林焱喷出一口鲜血,硬是转过身来,利剑一抹,再杀三人。
他拔出断枪,抱起柳凤泊,奋力挪动脚步。
太和门就在面前,他甚至能够看到,孟然之嘴角微笑。
可,谁也不是铁打金刚。
双腿发软,两眼发黑,林焱滑倒在地,与柳凤泊在泥浆血水中滚作一团。
身前,就是太和大门。
门外,就是另一世界。
可他们卧在终点之前。
一时间,广场之上寂静一片。
所有目光,都集中在他身上。
除雨落成线,再无声响。
金甲侍卫暗暗咽着口水,武睿默默松开双手。
孟然之皱紧眉头。
一切尘埃落定?
林焱的手指颤了颤。
还没有结束!
风鼓雨横飞,林焱又一次站了起来,拖着千疮百孔的身躯,挺然而立。
在所有人的注目下,林焱挣扎着蹲下身子,将柳凤泊重新扛在背上,一步一步,一步一步挪向太和门外。
留给众人,一个孤独倔强的背影。
武睿目瞪口呆,张大嘴巴,忘了发号施令。
孟然之双手颤抖,欲要伸手,又缓缓放下。
这些,林焱都看不到。
他的意识模糊,他身上没有一寸不在疼痛,身体就像是龙卷肆虐而过的港口,满目疮痍,内脏更是如同撕裂般痛苦呻吟。
可他全不在意。
就连彻骨冰寒,他也全不在意!
他的眼中只有那一扇门!
一步!一步!一步……
林焱走出太和门。
他终于扯出微笑,拍着柳凤泊的手掌,“走吧,我们去喝酒桃花树下的刀子酒。
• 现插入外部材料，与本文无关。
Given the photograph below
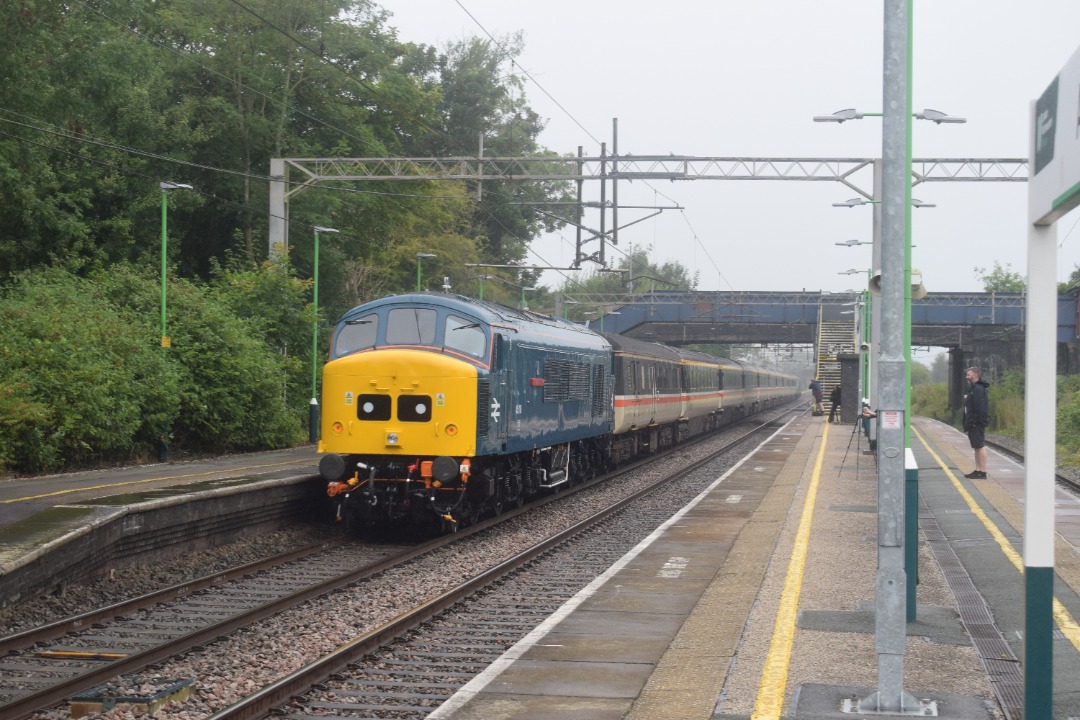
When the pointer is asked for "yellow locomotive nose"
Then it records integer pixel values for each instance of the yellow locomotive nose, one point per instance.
(399, 402)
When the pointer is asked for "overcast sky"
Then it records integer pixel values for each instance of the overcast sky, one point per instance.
(720, 78)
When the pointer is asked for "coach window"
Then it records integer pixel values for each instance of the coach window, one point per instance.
(410, 326)
(355, 335)
(464, 336)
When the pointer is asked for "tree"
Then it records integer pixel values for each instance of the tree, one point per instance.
(1071, 284)
(1001, 280)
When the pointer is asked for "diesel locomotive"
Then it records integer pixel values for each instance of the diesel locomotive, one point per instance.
(437, 407)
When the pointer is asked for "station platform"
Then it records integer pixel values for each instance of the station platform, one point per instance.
(757, 600)
(76, 525)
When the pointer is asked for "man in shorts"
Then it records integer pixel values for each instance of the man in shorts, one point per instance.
(976, 417)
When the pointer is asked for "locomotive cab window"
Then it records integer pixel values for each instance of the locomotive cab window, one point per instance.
(410, 326)
(373, 407)
(414, 408)
(464, 336)
(355, 335)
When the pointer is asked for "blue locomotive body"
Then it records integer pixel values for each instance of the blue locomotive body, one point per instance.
(443, 407)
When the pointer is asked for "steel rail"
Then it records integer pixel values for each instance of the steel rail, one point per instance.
(300, 681)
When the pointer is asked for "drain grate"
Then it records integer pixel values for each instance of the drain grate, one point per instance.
(1001, 665)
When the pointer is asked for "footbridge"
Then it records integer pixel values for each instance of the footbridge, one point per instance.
(977, 328)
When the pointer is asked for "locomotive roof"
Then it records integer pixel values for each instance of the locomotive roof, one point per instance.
(623, 343)
(529, 325)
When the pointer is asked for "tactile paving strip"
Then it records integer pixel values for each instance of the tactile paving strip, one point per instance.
(1002, 667)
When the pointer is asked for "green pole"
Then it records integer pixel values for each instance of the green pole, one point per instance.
(313, 405)
(164, 235)
(314, 322)
(907, 240)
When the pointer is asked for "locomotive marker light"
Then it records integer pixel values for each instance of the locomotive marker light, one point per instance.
(418, 257)
(313, 406)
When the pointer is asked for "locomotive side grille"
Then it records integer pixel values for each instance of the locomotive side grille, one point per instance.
(565, 380)
(483, 401)
(599, 391)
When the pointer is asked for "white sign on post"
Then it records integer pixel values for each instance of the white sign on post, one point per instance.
(1055, 189)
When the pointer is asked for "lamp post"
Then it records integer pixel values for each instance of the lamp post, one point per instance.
(313, 406)
(165, 188)
(418, 257)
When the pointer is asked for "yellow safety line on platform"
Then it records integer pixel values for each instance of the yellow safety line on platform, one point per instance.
(149, 479)
(772, 688)
(1065, 621)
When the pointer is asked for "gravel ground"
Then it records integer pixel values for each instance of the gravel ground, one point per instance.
(237, 666)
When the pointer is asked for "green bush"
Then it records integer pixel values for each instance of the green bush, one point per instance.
(81, 384)
(84, 379)
(931, 399)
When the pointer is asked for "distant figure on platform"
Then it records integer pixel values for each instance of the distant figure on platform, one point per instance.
(976, 417)
(819, 395)
(834, 401)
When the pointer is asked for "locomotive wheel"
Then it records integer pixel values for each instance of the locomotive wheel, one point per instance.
(515, 488)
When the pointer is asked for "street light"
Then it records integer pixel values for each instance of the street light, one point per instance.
(851, 113)
(313, 406)
(165, 188)
(863, 201)
(418, 256)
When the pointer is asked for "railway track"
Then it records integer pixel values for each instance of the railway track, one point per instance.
(408, 667)
(1063, 476)
(49, 665)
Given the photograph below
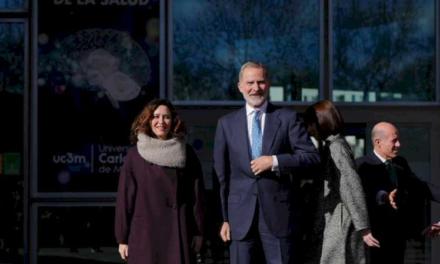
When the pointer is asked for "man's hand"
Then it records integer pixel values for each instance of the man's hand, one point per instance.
(433, 230)
(225, 232)
(261, 164)
(392, 199)
(369, 239)
(123, 251)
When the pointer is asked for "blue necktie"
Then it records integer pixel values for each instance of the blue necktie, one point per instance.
(256, 135)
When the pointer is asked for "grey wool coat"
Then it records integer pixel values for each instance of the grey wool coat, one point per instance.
(343, 206)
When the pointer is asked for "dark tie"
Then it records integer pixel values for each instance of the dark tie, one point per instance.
(391, 173)
(256, 135)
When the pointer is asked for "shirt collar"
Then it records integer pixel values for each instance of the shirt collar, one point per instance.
(379, 156)
(250, 110)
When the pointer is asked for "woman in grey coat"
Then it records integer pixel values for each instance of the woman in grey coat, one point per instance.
(342, 207)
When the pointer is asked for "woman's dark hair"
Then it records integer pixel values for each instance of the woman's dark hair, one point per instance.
(323, 119)
(142, 123)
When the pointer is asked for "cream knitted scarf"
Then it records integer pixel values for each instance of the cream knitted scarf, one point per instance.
(168, 153)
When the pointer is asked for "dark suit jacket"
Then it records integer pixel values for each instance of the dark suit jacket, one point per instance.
(283, 136)
(413, 194)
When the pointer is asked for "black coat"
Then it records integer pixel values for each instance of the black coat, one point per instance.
(390, 226)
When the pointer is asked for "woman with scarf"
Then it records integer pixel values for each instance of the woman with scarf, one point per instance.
(342, 210)
(159, 211)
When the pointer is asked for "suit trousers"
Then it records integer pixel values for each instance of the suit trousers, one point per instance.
(276, 250)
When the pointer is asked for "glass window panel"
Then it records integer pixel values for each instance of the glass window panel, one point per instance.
(76, 235)
(213, 38)
(12, 4)
(11, 141)
(95, 74)
(384, 50)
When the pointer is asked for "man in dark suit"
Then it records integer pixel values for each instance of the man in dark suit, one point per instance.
(396, 198)
(257, 149)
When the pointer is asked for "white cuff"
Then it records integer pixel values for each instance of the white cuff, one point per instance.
(275, 164)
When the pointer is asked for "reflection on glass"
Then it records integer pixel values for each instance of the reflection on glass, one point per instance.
(12, 4)
(11, 141)
(76, 235)
(384, 50)
(213, 38)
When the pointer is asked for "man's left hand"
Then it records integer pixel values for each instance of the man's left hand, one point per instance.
(261, 164)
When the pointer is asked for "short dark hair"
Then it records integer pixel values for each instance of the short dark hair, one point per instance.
(253, 64)
(141, 124)
(325, 118)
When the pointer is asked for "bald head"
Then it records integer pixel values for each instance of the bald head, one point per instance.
(385, 138)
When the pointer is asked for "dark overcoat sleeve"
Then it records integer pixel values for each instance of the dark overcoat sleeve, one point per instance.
(198, 206)
(125, 200)
(303, 153)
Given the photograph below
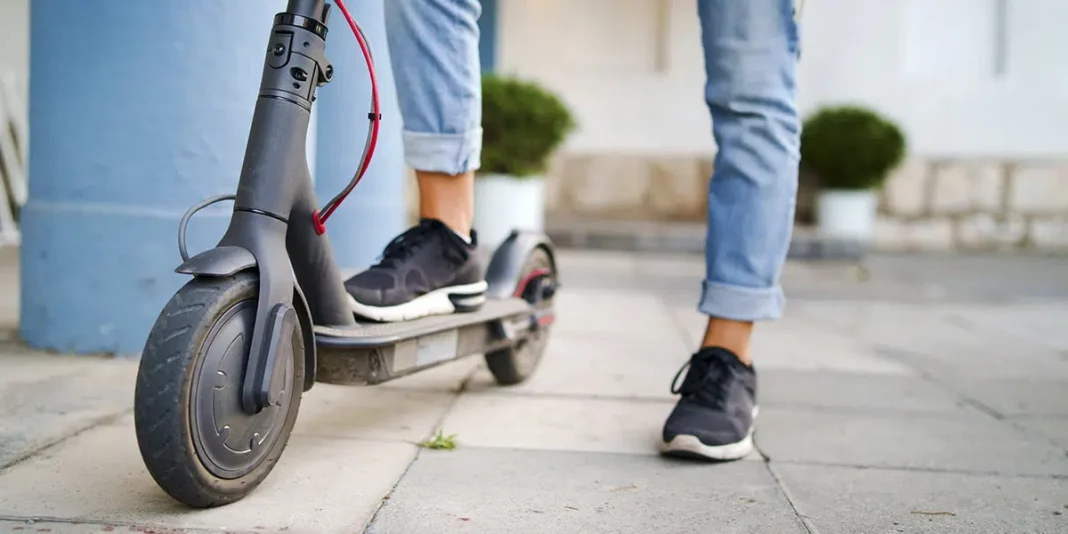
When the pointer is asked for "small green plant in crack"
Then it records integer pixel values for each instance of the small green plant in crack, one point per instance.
(441, 441)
”
然而,天意弄人。
大地颤抖起来,黑马奔腾而至。
像是茫茫天地间的一道黒浪,为首黑骑拉紧缰绳,身后铁蹄驻下马脚,整齐划一。
人熊董蛮武,立马扬鞭。
林焱抓紧身后柳凤泊,摇摇晃晃地站着,仿佛一阵小风就能将他吹倒。
可他仍旧站着,面对上千黑马,无所畏惧。
他甚至还想抬剑,可手臂无力,千磨“咣当”落在地上。
他却全然没有发觉,保持着持剑的姿势,拖着柳凤泊的尸首,向前走着,步履蹒跚。
董蛮武墨眉一展,为之动容。
但他还是叹了口气,“刚烈至此,可惜,此路不通。”
挥手。
上箭。
弓弦声响。
林焱避无可避。
……
朱雀大道。
黑骑破开了宫门,席卷而入,留下满地残渣。
有一黑影从路边冒出头来。
暴雨淋湿衣衫,静贴身上,显出瘦小骨架。
他扯去头上黑巾,露出满头白发。
他缓缓转过头来,露出熟悉的面容。
龙兴最好的大夫,王骏!
他不是应该在上至宗,怎么会出现在这里?
他又是何时到了这里?
他又为何身着黑衣?
没有人给出答案,却能看到他复杂的眼神。
自责?后悔?迟疑?期盼?
只是。
他在凝视什么?
路的尽头,会有谁来?
青衣白伞,滂泼雨中飘飘来。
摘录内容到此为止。